Vatan yahut İnsan

Siz de askerler gibi “önce vatanı” severseniz, önce “toprağı ve sınırları” severseniz, o “vatanın”, o “toprağın” üstünde yaşayan insanları kim sevecek, kim koruyacak? Niye “önce insan” değil sizin sloganınız? Neden askerî bir sloganı tekrarlayıp duruyorsunuz? Niye “önce insanları”, “önce ailenizi”, “önce işinizi” değil de “önce toprağı” seviyorsunuz?

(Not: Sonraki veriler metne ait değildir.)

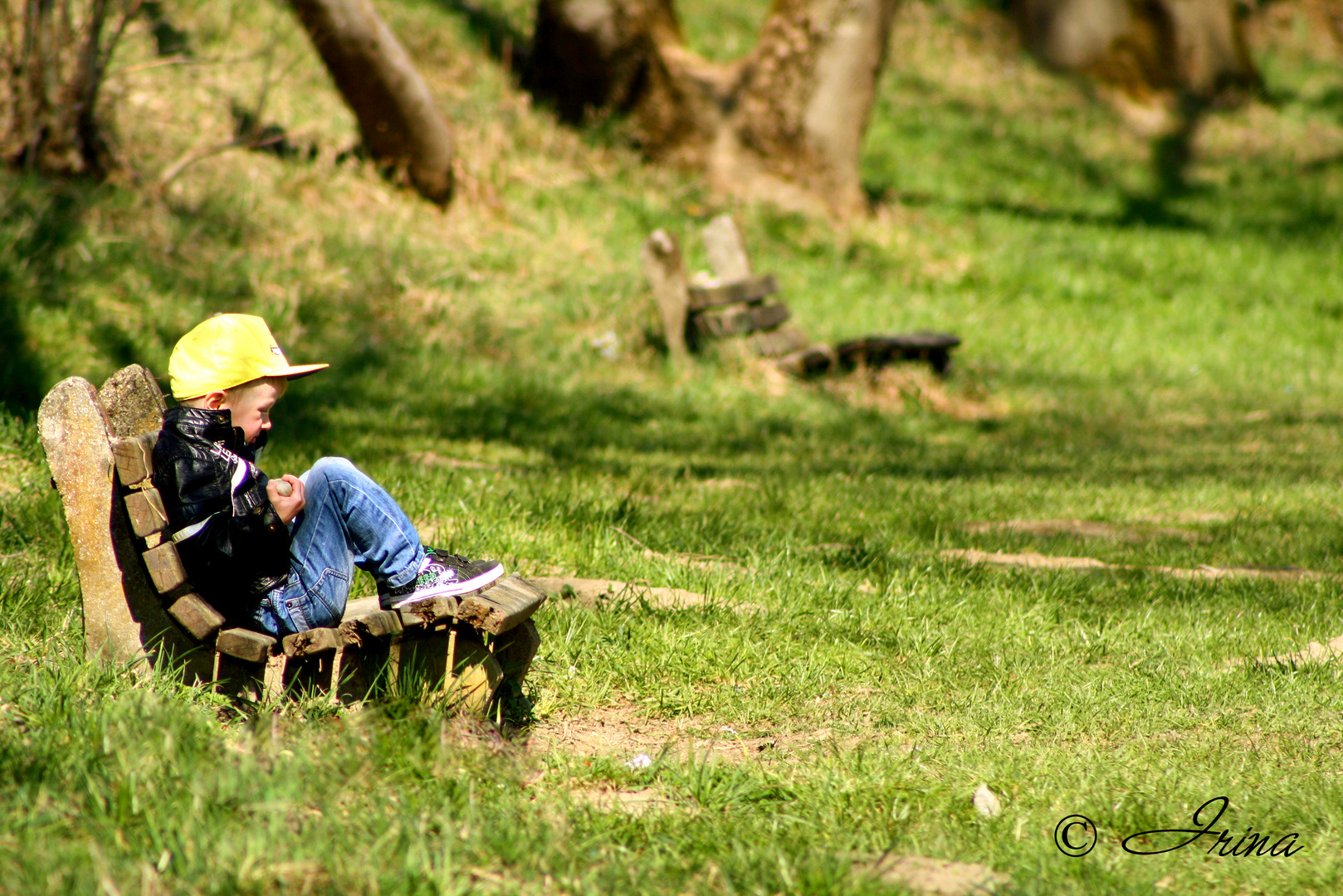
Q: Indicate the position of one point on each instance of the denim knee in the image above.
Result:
(332, 468)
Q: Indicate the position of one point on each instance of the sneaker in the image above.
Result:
(442, 575)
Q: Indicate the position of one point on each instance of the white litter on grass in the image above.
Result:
(986, 802)
(608, 345)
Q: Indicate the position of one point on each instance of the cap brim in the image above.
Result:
(295, 371)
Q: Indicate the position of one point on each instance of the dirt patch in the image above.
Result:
(914, 386)
(1032, 561)
(1315, 652)
(932, 876)
(634, 802)
(593, 592)
(711, 562)
(1087, 529)
(626, 733)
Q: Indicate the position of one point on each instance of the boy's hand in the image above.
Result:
(286, 496)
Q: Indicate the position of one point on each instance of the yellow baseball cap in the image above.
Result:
(227, 351)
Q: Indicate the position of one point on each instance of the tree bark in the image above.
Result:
(1156, 54)
(398, 119)
(54, 56)
(786, 123)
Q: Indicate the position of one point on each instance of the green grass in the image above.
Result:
(1145, 360)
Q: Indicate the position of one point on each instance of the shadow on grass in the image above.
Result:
(504, 42)
(38, 221)
(584, 426)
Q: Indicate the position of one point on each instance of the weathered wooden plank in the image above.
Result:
(727, 253)
(778, 343)
(383, 624)
(745, 290)
(426, 613)
(134, 457)
(308, 644)
(380, 624)
(808, 362)
(197, 617)
(133, 402)
(145, 508)
(245, 644)
(505, 605)
(360, 607)
(740, 321)
(165, 568)
(661, 257)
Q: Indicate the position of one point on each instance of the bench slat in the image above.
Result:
(134, 457)
(195, 616)
(147, 512)
(375, 625)
(739, 321)
(505, 605)
(745, 290)
(245, 644)
(426, 613)
(165, 567)
(306, 644)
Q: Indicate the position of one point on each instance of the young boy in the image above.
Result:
(273, 558)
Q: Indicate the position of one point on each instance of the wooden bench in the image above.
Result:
(731, 303)
(140, 609)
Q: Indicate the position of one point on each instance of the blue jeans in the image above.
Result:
(348, 520)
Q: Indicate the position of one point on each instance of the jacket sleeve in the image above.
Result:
(230, 518)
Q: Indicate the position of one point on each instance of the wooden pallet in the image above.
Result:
(141, 609)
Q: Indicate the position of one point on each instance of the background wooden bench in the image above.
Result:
(140, 607)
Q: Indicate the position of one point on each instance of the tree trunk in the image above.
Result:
(1165, 56)
(398, 119)
(54, 56)
(786, 123)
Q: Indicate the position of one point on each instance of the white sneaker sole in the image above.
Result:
(454, 589)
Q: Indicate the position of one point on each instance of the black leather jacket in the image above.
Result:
(228, 536)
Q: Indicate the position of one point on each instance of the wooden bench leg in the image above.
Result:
(474, 672)
(274, 677)
(238, 677)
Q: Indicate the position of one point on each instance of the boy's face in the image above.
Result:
(250, 407)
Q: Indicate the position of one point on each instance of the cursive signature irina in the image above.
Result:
(1249, 844)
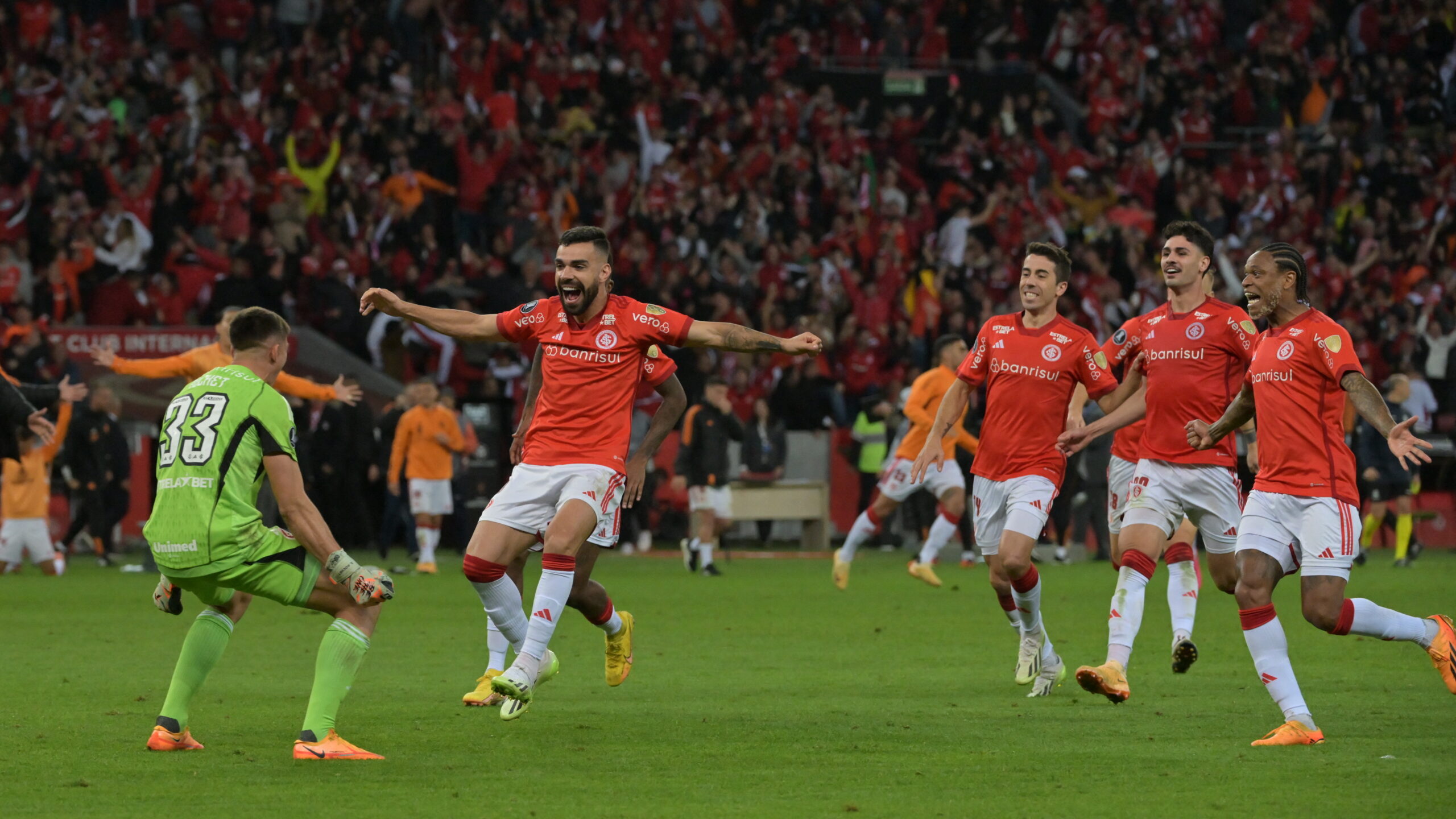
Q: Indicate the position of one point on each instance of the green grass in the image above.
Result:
(765, 693)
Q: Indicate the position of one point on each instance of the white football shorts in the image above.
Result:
(1163, 494)
(1018, 504)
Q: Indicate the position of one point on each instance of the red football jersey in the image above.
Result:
(1120, 350)
(1196, 365)
(590, 375)
(1301, 408)
(1030, 377)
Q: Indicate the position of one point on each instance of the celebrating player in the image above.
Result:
(1196, 350)
(576, 451)
(1302, 512)
(424, 442)
(589, 597)
(1180, 559)
(27, 493)
(1030, 363)
(948, 486)
(219, 354)
(219, 437)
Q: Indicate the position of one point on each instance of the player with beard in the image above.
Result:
(576, 452)
(1302, 514)
(1196, 350)
(589, 597)
(1030, 363)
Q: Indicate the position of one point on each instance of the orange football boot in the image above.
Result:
(1292, 732)
(1443, 651)
(162, 739)
(332, 747)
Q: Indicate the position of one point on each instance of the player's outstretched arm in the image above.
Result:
(366, 585)
(953, 408)
(458, 324)
(743, 340)
(1239, 413)
(675, 401)
(1372, 407)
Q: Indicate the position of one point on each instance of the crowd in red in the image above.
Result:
(164, 159)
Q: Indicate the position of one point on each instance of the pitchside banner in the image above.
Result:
(137, 341)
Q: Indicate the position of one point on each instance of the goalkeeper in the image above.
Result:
(219, 437)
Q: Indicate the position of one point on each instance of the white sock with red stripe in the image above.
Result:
(941, 534)
(1027, 592)
(1010, 608)
(1363, 617)
(558, 573)
(497, 644)
(500, 598)
(428, 538)
(865, 525)
(1183, 588)
(1126, 614)
(1264, 636)
(610, 621)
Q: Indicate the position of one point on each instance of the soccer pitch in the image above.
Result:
(763, 693)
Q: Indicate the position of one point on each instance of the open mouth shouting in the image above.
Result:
(574, 296)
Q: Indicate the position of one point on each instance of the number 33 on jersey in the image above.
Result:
(214, 436)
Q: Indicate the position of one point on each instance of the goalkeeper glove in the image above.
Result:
(168, 597)
(366, 584)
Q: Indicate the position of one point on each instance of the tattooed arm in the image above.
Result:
(1371, 407)
(743, 340)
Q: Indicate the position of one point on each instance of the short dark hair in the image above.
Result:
(1192, 231)
(589, 234)
(1060, 261)
(1289, 258)
(945, 341)
(255, 327)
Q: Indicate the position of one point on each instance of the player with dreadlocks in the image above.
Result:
(1302, 512)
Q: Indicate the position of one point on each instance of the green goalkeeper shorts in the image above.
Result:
(277, 569)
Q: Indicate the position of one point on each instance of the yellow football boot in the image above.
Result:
(619, 652)
(1108, 680)
(924, 572)
(1292, 732)
(482, 694)
(841, 573)
(1443, 652)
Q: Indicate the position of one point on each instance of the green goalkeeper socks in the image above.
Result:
(203, 647)
(340, 656)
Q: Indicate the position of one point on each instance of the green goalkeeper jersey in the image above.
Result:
(210, 467)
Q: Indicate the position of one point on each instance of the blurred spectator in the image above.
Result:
(871, 436)
(765, 452)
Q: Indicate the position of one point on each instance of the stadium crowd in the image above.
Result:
(160, 161)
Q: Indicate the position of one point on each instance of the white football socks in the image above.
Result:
(1267, 644)
(497, 644)
(503, 607)
(558, 573)
(865, 525)
(941, 534)
(1371, 620)
(428, 538)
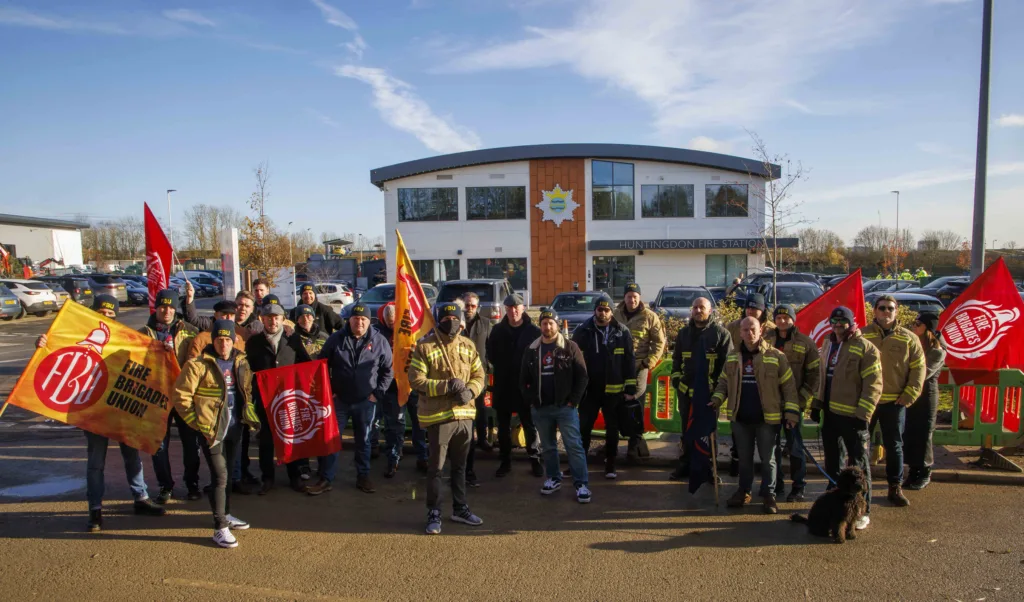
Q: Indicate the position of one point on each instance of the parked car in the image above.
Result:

Çünkü, bu toplum sizden bu askerî klişeyi tekrarlamanızı istiyor.

Ecdat ve gerçekler

Bizim Osmanlı tarihi, peri padişahlarının öykülerine benzeyen, üstünde pembe hayaller kurulabilecek bir tarih değil…. Büyük bir imparatorluk ama hiç kimsenin can güvenliğinin bulunmadığı bir imparatorluk; ne vezir-i âzamların, ne şehzadelerin, ne de hünkârların… Ve bitmez tükenmez iktidar kavgaları… Hem de ne kanlı kavgalar, ne karanlık kavgalar, ne kaypak kavgalar

Zor

Liderlere tapınan zavallı bir “tarikatın” üyeleri gibi “bir adamı” seçiyoruz, onun “insanüstü” olduğuna, diğer herkesin de “insan altı” olduğuna inanıp, liderlerimize insanları kurban ediyoruz.